Eli Lilly and its outside lawyers found out this the hard way this week when one of the esquires sent a note intended for a colleague to a New York Times writer with the same last name. (Note: I'm not certain which e-mail program the lawyer was using, and it's supposition, though a seemingly safe bet, that some sort of autocomplete was to blame.)
The result was that confidential negotiations with the government involving as much as $1 billion quickly became nonconfidential. The Times, doing what it does, got a big scoop.
A representative for Pepper Hamilton, the law firm whose barrister sent the note, was not immediately available for comment. But, in good news for the firm, an Eli Lilly representative told Portfolio that the firm is not immediately getting the boot.
Still, that's some pretty big consequences for a feature that saves a few seconds' time. Sure, those seconds add up over time. But I imagine the lawyer in question would give any amount of time to have that e-mail back.
I try to always give my address bar a second look before hitting send, but once or twice have found my note to a colleague going to an outside contact with a similar name. Maybe Microsoft should get rid of the feature.

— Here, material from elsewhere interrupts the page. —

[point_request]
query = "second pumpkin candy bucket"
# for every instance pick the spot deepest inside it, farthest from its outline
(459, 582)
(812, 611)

Then again, in a world where businesses and governments are increasingly secretive, maybe the typo has become the greatest opportunity for openness and democracy. On second thought, leave it in there.
Update: A Microsoft representative said the feature can be turned off. Here's how:
Under the Tools menu, click Options.
On the Preferences tab, click E-mail Options, and then click Advanced E-mail Options.
Select or clear the "Suggest names while completing To, Cc, and Bcc fields" check box.
Another suggestion comes from ClearContext VP Brad Meador, who recommends people tweak Outlook settings to delay sending e-mail for a matter of minutes. That way there's a chance to catch a broad array of mistakes before they go out forever.